A Master of Fine Arts candidate at the USC School of Cinematic Arts is the recipient of the Walt Whitman Award, the first book prize given by the Academy of American Poets and Pulitzer Prize-winning poet Rae Armantrout.
“It’s an incredible honor and my wildest dream to have both the Academy of American Poets and Rae Armantrout choose my manuscript for publication,” said Hannah Sanghee Park. “I couldn’t ask for anything better and I’m deeply grateful.
“Despite being in a program that specializes in film and television writing,” she added, “the people here are very supportive of my poetry and how it translates to my screenwriting.”
As the winner of the Whitman Award, Park’s manuscript, The Same-Different, will be published by Louisiana State University Press in 2015, and the Academy of American Poets will purchase and distribute thousands of copies to its members. Park will also receive $5,000, a one-month residency at the Vermont Studio Center and promotion on Poets.org.
“The poems in The Same-Different, beginning with a set of gnomic sonnets, tell it slant, then slanter,” said Armantrout, one of the founding members of the West Coast group of Language poets. “They are so full of chiasmus, pun and near-rhyme that their figures twist back on themselves like strands of DNA or a staircase by Escher. They are mirror-bright. This book is a literally dazzling debut.”

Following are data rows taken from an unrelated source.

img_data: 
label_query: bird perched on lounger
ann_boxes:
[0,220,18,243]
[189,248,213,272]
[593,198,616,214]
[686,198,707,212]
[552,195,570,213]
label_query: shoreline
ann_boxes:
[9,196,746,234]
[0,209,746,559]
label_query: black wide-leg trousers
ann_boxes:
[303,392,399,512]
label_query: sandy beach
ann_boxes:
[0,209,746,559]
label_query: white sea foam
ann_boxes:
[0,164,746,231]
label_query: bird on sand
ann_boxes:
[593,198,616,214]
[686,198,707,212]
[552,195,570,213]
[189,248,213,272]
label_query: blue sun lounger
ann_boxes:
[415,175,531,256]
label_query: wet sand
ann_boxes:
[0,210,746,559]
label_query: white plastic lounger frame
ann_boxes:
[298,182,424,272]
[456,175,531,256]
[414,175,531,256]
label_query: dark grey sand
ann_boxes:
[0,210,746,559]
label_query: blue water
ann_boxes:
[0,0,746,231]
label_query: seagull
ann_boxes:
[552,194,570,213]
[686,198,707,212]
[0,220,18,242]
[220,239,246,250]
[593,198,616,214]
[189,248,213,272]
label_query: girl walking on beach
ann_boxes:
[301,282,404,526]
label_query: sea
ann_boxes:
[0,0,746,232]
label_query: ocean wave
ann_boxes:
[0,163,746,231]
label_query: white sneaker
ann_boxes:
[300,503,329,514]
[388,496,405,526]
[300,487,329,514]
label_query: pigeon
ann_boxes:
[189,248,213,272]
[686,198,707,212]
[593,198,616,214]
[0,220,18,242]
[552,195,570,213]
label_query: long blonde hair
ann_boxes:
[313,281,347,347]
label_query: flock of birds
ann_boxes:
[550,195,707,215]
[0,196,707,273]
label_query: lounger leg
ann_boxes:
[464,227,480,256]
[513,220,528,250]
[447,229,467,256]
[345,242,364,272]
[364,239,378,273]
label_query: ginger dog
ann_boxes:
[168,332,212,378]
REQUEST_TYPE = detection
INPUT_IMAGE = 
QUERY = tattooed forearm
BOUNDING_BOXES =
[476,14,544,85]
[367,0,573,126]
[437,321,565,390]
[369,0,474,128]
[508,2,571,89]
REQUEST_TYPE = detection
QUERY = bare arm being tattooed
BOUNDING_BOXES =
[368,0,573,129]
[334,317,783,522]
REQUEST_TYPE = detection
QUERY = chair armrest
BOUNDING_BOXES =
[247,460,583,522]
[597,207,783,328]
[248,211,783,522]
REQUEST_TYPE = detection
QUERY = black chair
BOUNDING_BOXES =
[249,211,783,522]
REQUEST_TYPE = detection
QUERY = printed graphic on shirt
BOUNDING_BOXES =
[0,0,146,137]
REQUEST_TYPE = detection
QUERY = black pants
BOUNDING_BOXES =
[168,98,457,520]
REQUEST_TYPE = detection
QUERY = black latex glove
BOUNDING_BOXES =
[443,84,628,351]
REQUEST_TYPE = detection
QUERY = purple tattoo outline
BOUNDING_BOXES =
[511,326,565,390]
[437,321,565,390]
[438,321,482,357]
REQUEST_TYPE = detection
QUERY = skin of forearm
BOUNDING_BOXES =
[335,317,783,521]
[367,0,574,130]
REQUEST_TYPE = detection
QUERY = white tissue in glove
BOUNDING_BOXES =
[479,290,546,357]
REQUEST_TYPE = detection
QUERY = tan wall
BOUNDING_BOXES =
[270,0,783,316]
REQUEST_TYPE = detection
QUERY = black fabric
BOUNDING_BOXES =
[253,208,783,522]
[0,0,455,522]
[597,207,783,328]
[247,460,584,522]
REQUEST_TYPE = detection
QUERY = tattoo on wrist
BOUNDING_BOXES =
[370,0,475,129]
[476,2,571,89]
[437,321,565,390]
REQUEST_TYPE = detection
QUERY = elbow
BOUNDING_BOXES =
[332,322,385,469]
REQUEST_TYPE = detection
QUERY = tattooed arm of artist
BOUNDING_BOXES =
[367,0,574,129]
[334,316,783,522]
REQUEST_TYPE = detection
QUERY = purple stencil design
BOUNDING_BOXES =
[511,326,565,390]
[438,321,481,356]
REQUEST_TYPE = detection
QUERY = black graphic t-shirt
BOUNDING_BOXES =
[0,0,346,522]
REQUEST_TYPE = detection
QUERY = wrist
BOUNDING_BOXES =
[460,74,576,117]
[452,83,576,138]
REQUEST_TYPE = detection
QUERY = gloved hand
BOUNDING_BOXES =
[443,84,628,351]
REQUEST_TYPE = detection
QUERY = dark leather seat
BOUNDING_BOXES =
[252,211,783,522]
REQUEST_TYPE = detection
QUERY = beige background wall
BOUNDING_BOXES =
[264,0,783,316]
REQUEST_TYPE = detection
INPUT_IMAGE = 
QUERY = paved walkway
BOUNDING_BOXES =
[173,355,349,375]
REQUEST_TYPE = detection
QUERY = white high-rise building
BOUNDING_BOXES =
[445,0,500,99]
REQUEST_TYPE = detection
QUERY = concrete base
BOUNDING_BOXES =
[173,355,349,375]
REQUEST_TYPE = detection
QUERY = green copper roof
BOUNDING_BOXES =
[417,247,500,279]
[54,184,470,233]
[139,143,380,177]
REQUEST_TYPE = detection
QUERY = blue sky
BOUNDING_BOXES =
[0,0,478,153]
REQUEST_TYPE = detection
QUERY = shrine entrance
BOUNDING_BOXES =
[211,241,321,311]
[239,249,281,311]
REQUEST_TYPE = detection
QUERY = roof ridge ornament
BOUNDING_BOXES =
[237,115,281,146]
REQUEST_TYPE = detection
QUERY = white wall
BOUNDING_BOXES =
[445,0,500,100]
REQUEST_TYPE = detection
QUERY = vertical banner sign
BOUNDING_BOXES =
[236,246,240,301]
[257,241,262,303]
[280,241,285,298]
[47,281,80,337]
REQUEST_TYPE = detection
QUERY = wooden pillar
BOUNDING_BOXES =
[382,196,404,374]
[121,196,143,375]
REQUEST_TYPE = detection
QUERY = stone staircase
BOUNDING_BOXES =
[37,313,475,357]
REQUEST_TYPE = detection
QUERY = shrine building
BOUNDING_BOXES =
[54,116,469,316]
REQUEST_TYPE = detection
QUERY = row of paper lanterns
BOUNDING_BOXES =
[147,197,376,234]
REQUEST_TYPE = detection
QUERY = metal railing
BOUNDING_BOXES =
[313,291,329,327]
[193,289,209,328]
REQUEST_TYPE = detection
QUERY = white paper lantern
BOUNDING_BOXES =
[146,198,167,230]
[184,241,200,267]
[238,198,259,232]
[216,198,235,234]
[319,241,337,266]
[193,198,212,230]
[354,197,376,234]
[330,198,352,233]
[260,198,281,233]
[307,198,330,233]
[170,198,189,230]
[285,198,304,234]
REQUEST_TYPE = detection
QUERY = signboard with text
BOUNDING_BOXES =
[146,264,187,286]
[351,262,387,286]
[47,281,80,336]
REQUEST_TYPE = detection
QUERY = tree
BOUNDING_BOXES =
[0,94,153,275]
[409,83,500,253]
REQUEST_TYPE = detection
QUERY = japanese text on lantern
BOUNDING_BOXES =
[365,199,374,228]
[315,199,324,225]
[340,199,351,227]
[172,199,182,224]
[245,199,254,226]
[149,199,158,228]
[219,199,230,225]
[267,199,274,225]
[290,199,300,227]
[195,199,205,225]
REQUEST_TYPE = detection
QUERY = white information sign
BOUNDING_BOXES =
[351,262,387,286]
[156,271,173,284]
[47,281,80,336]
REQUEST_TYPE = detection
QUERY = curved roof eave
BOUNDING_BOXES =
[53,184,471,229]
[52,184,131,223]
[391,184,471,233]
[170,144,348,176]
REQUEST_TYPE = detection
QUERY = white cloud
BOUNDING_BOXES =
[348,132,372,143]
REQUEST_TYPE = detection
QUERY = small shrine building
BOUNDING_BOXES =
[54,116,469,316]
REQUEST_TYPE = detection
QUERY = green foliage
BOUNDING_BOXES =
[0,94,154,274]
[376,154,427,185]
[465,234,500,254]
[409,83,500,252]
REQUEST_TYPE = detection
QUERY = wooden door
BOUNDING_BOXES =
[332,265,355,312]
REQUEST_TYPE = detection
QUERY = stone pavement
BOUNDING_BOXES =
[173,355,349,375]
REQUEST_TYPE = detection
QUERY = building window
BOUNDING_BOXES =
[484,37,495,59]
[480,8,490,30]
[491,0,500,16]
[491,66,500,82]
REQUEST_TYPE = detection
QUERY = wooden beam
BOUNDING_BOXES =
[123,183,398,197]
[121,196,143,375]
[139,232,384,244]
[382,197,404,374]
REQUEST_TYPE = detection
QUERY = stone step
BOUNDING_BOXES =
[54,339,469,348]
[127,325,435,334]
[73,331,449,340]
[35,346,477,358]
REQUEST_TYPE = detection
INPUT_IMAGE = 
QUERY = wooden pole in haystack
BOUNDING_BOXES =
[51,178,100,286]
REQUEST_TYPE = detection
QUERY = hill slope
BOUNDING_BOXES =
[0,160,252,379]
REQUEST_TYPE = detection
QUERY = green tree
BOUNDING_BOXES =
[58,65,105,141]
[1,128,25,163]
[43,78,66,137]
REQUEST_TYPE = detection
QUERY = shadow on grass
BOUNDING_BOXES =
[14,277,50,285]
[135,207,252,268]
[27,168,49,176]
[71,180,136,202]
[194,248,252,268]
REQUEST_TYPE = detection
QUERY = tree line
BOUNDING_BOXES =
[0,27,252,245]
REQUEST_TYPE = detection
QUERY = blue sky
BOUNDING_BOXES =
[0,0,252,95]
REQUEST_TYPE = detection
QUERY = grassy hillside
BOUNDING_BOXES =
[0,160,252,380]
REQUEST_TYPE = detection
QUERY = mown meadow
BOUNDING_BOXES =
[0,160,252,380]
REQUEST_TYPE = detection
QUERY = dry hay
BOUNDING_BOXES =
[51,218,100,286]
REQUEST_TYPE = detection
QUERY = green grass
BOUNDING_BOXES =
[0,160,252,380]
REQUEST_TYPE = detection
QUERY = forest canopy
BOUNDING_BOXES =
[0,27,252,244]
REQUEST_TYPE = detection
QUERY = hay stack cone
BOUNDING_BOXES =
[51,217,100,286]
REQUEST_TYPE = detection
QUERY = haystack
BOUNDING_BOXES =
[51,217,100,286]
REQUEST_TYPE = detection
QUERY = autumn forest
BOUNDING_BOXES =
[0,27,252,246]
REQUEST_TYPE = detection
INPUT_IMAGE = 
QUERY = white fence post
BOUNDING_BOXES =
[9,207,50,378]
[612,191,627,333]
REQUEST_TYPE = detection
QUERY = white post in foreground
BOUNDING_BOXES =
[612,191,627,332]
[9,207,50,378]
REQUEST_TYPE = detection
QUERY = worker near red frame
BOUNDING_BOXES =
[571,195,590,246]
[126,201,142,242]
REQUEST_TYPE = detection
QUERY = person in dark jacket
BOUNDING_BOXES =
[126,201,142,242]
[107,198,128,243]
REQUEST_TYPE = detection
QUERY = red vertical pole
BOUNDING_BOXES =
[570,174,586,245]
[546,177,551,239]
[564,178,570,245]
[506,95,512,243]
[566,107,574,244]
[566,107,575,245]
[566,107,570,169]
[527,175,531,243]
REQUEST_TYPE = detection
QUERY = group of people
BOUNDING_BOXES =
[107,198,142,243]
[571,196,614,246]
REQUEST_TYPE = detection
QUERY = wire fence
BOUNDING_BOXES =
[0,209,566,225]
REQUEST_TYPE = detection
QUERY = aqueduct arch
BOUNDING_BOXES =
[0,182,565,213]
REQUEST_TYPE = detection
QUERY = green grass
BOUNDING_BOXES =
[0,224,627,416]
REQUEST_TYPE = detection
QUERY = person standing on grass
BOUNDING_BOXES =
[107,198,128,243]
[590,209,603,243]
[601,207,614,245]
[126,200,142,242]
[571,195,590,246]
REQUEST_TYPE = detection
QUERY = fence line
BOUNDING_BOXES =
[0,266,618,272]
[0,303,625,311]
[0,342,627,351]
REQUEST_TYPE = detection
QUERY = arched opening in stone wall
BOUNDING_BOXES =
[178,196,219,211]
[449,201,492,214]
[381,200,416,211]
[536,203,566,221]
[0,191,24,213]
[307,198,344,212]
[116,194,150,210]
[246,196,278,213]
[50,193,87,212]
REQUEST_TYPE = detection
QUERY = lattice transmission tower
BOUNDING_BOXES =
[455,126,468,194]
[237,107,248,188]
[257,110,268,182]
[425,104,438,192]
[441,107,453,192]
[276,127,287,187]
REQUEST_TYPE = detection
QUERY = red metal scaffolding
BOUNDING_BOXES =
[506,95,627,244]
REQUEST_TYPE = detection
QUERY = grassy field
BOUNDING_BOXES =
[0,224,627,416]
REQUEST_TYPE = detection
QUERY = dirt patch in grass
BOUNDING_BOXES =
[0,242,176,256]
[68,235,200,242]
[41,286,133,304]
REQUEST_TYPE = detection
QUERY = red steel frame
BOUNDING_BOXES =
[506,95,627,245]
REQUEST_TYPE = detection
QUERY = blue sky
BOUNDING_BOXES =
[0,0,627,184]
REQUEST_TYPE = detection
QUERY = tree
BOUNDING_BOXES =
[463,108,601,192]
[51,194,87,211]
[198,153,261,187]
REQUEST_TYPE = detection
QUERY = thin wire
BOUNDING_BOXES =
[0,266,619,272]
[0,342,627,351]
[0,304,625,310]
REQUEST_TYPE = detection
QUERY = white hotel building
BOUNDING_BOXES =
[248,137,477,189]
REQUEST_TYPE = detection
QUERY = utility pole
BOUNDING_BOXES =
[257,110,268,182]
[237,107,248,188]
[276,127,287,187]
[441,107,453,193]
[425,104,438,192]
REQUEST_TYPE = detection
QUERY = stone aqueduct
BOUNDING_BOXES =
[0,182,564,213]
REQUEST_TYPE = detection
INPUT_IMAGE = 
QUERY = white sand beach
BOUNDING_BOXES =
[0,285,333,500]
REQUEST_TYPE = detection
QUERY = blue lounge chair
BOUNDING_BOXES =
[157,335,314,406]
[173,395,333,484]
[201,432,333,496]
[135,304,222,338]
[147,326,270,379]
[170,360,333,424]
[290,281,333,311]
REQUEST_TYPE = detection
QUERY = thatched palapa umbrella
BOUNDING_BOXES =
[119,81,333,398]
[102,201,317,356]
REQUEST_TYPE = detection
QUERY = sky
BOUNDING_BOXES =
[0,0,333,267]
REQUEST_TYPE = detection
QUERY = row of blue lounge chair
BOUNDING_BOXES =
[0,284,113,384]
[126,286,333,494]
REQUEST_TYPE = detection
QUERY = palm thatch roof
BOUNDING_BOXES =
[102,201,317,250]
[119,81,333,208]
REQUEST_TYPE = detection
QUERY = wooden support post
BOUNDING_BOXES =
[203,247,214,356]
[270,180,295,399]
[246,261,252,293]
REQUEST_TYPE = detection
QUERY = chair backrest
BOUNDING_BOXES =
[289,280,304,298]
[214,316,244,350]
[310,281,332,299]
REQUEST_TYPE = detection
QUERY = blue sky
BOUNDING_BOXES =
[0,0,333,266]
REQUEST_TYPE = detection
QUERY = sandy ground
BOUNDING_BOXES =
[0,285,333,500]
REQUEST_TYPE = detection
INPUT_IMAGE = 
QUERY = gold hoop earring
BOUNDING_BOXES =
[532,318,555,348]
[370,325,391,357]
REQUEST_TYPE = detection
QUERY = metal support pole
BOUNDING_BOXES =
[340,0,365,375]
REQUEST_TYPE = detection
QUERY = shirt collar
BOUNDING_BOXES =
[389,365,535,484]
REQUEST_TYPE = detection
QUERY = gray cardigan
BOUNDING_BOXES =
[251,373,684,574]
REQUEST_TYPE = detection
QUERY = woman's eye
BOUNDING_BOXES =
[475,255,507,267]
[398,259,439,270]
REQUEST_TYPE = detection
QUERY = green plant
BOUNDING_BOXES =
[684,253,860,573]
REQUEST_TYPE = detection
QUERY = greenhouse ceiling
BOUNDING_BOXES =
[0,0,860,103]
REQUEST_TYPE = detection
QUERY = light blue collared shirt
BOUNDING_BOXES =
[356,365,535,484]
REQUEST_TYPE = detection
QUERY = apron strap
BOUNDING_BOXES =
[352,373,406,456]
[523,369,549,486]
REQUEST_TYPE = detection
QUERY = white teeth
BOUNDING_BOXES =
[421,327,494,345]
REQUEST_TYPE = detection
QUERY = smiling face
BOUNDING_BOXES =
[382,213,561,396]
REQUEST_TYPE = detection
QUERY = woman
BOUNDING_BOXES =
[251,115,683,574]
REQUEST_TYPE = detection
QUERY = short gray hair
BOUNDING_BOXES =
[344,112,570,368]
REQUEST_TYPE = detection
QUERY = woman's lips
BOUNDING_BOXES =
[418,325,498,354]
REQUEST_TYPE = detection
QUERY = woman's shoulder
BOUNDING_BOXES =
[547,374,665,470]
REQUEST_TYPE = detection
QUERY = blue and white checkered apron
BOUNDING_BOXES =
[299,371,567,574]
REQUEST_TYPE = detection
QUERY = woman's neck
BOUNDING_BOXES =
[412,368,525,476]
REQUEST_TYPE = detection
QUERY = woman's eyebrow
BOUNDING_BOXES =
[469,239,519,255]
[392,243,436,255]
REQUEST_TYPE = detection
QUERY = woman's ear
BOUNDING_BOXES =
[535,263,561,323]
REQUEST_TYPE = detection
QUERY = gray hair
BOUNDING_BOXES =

This is not Hannah’s first accolade. She previously earned the Ruth Lilly Poetry Fellowship in 2013, as well as fellowships and grants from the Fulbright program, the Iowa Arts Council/National Endowment for the Arts, the MacDowell Colony and others. She had previously published a chapbook, Ode Days Ode (The Catenary Press, 2011) and holds an MFA from the Iowa Writers Workshop.
Still, she looks for new challenges in her work at USC, noting that “my peers continually amaze me by raising the bar. To see what they do in different modes spurs me to try and be a better writer in any genre.”
Established in 1975, the Academy of American Poets’ Walt Whitman Award is designed to encourage the work of emerging poets. Previous recipients include artists such as Nicole Cooley, Suji Kwock Kim, Eric Pankey, Matt Rasmussen and Alberto Ríos.